AGENT SURFACE SPEC (ONE-PAGE TEMPLATE)

1) Workflow target
- Name the exact workflow (not a persona): e.g., “Draft a support reply from an existing thread,” “Stage a PR that fixes a failing test,” “Propose calendar moves for conflicts.”
- Define the artifact the user will end up with: email draft, PR diff, updated record set, document patch.

2) Allowed actions (capability boundary)
- List the tools/APIs the agent may call.
- For each tool, list the allowed verbs (read/search/write/delete) and scope (workspace/project/folder).
- Define explicit forbidden actions (e.g., “No sending emails,” “No deleting records,” “No production deploys”).

3) Permission model
- What identity does the agent run as (user-delegated OAuth, service account, bot user)?
- What are the least-privilege scopes required?
- Approval gates:
 - Which actions require explicit approval every time?
 - Which actions can run automatically only after opt-in?
- Add a kill switch: workspace admin can disable agent actions and revoke tokens.

4) UX contract (what the user sees)
- Plan UI: show steps before execution.
- Preview UI: staged result is the default.
- Diff UI: show what will change (text diff, record diff, file list).
- One-click controls: Approve, Edit, Rerun, Undo, Stop.

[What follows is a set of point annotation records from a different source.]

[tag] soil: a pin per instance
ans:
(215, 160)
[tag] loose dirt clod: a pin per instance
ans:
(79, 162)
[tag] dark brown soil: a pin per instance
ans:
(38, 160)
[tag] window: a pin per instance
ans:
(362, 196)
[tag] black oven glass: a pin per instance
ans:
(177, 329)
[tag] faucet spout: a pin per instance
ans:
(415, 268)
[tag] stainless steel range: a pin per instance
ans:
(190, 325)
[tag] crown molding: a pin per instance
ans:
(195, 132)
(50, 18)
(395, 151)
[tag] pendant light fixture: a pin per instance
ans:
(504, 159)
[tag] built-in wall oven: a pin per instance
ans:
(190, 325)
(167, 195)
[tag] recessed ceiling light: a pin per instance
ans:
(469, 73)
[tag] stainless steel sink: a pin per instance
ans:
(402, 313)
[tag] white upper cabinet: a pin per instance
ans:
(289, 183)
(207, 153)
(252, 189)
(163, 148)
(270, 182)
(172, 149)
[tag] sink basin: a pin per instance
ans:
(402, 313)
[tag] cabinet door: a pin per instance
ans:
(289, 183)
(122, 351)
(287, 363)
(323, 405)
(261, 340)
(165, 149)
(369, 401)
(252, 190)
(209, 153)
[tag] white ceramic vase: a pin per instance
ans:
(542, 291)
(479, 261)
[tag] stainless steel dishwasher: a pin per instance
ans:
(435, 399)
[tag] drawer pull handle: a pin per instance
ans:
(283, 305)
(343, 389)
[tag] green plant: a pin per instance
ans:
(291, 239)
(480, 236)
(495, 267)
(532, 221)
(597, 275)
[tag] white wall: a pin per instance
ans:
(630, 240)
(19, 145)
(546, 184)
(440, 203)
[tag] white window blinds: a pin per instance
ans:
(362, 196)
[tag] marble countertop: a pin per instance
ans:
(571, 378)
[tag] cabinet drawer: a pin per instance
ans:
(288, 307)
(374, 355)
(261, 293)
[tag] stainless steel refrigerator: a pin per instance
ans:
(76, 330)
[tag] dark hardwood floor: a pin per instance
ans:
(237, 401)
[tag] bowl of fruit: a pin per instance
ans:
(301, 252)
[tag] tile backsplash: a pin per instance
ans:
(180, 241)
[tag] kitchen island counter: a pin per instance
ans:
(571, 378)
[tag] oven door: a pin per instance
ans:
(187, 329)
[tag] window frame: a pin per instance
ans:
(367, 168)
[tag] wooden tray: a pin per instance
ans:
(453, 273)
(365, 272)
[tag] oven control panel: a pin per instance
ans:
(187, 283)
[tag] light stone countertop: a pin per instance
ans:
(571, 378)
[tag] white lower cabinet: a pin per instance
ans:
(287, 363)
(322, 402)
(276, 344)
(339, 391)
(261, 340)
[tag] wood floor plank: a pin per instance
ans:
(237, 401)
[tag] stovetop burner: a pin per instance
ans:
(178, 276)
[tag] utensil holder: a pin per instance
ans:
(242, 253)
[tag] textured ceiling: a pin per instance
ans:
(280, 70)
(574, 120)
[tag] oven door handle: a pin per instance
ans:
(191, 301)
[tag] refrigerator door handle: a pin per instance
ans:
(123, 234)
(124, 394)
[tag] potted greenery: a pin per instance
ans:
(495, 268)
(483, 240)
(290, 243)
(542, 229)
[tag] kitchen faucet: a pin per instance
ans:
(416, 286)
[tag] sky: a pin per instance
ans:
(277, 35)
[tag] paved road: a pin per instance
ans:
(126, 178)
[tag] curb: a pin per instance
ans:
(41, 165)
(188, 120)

5) Observability & audit trail
- Record an append-only event for each run:
 - user/workspace, intent, tools called, inputs, outputs, artifacts created, approvals.
- Expose a user-facing trace for debugging (“what it did” timeline).
- Export path: how admins can retrieve logs for compliance/support.

6) Failure handling
- Define what “stop” looks like: if missing permission, low confidence, ambiguous entity.
- Clarification UX: one crisp question or 2–4 selectable options; otherwise halt.
- Safe fallback: produce a draft/plan instead of executing.

7) Reversibility
- Define the undo story for every write:
 - rollback, restore point, revert commit, record history.
- Define the maximum blast radius of a single run (cap number of writes or require approval past a threshold).

8) Shipping checks (before GA)
- Runbook: how support diagnoses a bad run using traces.
- Abuse tests: prompt injection attempts, malicious inputs, cross-tenant access checks.
- Regression set: a small, versioned set of real scenarios you replay before releases.

Use this template as a gate: if a section is blank, you’re not shipping an agent surface—you’re shipping a demo.